Le conseil municipal a confirmé une entente à la séance régulière de lundi soir, mais pour le reste, les négociations pour le renouvellement de la convention collective avancent toujours à pas de tortue.

Une audience était prévue devant le Tribunal administratif du travail le 16 novembre. Jeudi dernier toutefois, les deux parties sont finalement parvenues à une entente de principe avec le médiateur au dossier. Cette entente a été approuvée à l'unanimité par le conseil municipal lundi soir.

Rappelons que le 16 septembre dernier, les élus avaient causé toute une commotion en annonçant que le poste de directeur du service de l'urbanisme et de l'environnement était aboli. Le syndicat avait entrepris une démarche pour que ce poste soit intégré à l'unité d'accréditation.

En octobre, le maire, Claude Caron, avait précisé que le futur directeur général de la Municipalité travaillerait sur un nouvel organigramme et jugerait de la pertinence d'un poste de directeur du service de l'urbanisme et de l'environnement. Finalement, l'entente intervenue semble le satisfaire.

«Ça faisait notre affaire et l'affaire du syndicat», témoigne-t-il. «Il va falloir rencontrer l'employé pour voir si ça fait son affaire.»

M. Caron glisse que l'appellation du poste sera sans doute modifiée, de sorte qu'on parlera possiblement davantage d'un coordonnateur que d'un directeur.

«Être syndiqué, ce n'est pas une maladie!», sourit-il. «De toute façon, nous avions besoin de cet employé. Nous avons réglé ça en quatre heures et demie.»

Pour le conseil municipal, il s'agit d'un deuxième revirement de situation par rapport aux résolutions adoptées le 16 septembre, une séance spéciale organisée en plein vendredi soir. Les élus avaient aussi annoncé qu'ils annulaient le prolongement d'un poste de remplacement d'une secrétaire, avant de se raviser quelques jours plus tard.

Pour le reste, les négociations entourant le renouvellement de la convention collective piétinent. Une nouvelle rencontre de négociation est prévue vendredi, mais l'horaire de travail constitue toujours la pierre d'achoppement. La Municipalité souhaiterait ouvrir ses bureaux le vendredi, mais le syndicat estime que la nécessité de cette demande n'a pas été démontrée.

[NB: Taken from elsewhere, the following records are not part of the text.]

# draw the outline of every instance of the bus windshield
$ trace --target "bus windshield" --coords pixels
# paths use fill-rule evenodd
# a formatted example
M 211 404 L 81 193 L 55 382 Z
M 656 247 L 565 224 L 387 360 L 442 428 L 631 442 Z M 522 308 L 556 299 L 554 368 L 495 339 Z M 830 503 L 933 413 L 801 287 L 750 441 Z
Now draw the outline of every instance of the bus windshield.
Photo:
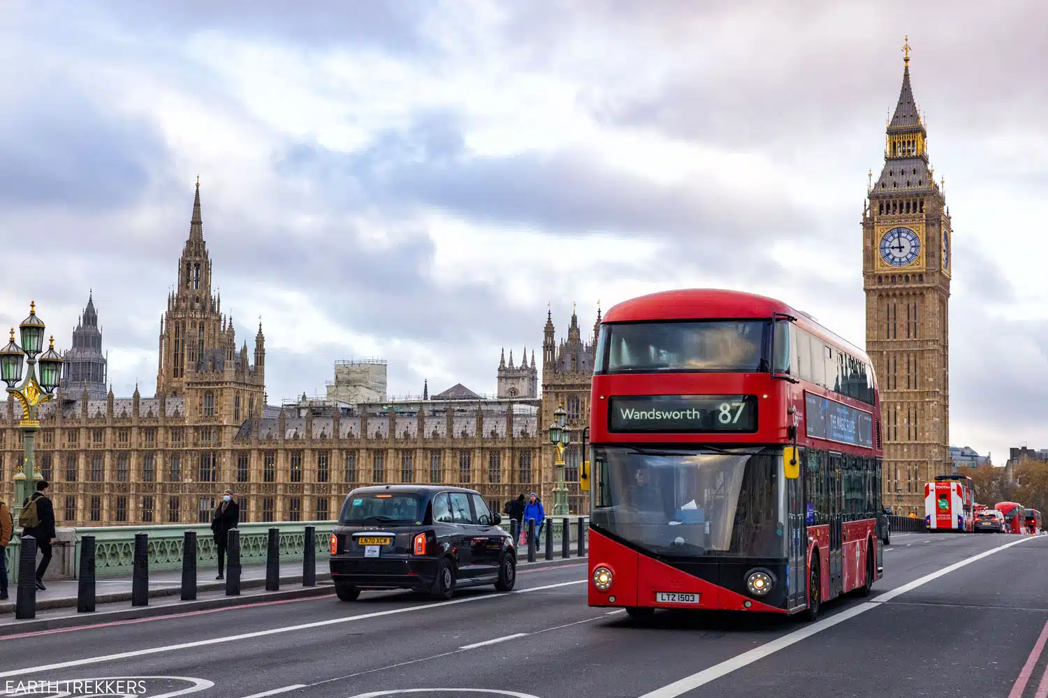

En séance publique lundi soir, Côme Garceau a profité de la période de questions pour relancer les insinuations selon lesquelles un élu aurait offert 100 $ à un homme qu'il croyait être un employé municipal afin qu'il convainque ses collègues d'accepter les offres patronales. 

Malgré son insistance, le conseiller Louis Lemay a indiqué qu'il avait fait ses vérifications et que selon lui, ces ouï-dire ne semblaient pas fondés.